I’d like to learn more about this one:
“We have to change how we do things or we’re scrod in the long run. It may not even be very long.”
Can you talk more about this? Why is this? What factors are playing into this concern?
PomeRantz
To answer Scott’s question, like most of the points that came out of the convocation, the point about being scrod in the long run had 2 motivations: local and global concerns.
On the local level, this gets back to faculty having to change their behaviors, and also having the power to do so. Either we faculty need to start valuing alternative forms of scholarship for tenure and promotion, or we’ll start losing colleagues to other universities that do. And this will happen in short order, over the span of only a few years, particularly if junior faculty don’t get tenure & consequently move.

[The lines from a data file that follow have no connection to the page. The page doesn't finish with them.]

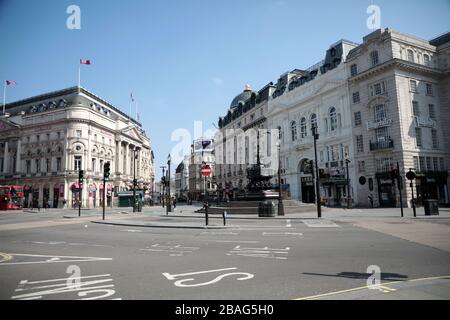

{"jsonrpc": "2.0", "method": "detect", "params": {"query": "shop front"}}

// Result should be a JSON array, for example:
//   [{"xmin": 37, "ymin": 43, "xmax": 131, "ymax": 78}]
[
  {"xmin": 375, "ymin": 172, "xmax": 396, "ymax": 207},
  {"xmin": 415, "ymin": 171, "xmax": 449, "ymax": 206}
]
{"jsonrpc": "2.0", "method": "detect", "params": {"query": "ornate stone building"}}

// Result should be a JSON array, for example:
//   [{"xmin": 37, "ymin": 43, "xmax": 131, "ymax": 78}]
[
  {"xmin": 267, "ymin": 40, "xmax": 359, "ymax": 206},
  {"xmin": 348, "ymin": 28, "xmax": 450, "ymax": 207},
  {"xmin": 0, "ymin": 86, "xmax": 154, "ymax": 208},
  {"xmin": 214, "ymin": 84, "xmax": 275, "ymax": 200}
]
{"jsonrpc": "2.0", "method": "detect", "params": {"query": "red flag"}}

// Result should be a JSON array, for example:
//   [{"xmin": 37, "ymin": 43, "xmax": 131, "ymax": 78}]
[
  {"xmin": 80, "ymin": 59, "xmax": 91, "ymax": 65},
  {"xmin": 5, "ymin": 80, "xmax": 16, "ymax": 85}
]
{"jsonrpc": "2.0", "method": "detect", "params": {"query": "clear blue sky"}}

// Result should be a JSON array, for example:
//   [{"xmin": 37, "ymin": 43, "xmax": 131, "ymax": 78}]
[{"xmin": 1, "ymin": 0, "xmax": 449, "ymax": 178}]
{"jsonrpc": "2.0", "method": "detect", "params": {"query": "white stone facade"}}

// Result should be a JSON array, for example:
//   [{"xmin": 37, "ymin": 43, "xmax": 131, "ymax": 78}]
[
  {"xmin": 348, "ymin": 28, "xmax": 450, "ymax": 207},
  {"xmin": 267, "ymin": 40, "xmax": 359, "ymax": 206},
  {"xmin": 0, "ymin": 87, "xmax": 154, "ymax": 208}
]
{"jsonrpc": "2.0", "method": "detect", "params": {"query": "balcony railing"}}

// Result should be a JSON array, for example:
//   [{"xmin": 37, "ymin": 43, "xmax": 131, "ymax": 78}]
[
  {"xmin": 367, "ymin": 118, "xmax": 392, "ymax": 130},
  {"xmin": 370, "ymin": 138, "xmax": 394, "ymax": 151},
  {"xmin": 415, "ymin": 116, "xmax": 436, "ymax": 128}
]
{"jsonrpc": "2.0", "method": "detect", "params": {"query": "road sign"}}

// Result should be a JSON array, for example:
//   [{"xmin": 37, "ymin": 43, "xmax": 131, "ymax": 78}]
[{"xmin": 201, "ymin": 165, "xmax": 211, "ymax": 177}]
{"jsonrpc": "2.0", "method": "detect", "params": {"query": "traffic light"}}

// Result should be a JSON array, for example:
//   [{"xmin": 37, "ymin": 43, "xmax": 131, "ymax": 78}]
[
  {"xmin": 78, "ymin": 170, "xmax": 84, "ymax": 180},
  {"xmin": 104, "ymin": 162, "xmax": 111, "ymax": 179},
  {"xmin": 391, "ymin": 168, "xmax": 399, "ymax": 180}
]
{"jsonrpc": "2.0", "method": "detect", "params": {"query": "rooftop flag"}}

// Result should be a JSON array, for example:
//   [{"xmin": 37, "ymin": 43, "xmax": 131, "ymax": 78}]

On the global level, the demands that the new generation of students will make on our teaching will push change in how universities rewards teaching, or else the new generation of students will go elsewhere for their education. Studies of the Millenials indicates that they’re massive multi-taskers, and adept at searching for information at the point of need. So they can probably teach themselves any content area. But they’re not so good at evaluating info, so it becomes the educational system’s role to teach information literacy. So unless the educational system & universities want to be relegated to becoming a place where you get a credential & not much more, we need to change HOW we teach to appeal to a generation that can teach themselves content.
The other part to this was that, even though many of these issues have been lying just under the surface for a long time, once they got brought out in to the open, there was a sense of, “Oh my god! We have to do something now! Stop rearranging deck chairs!”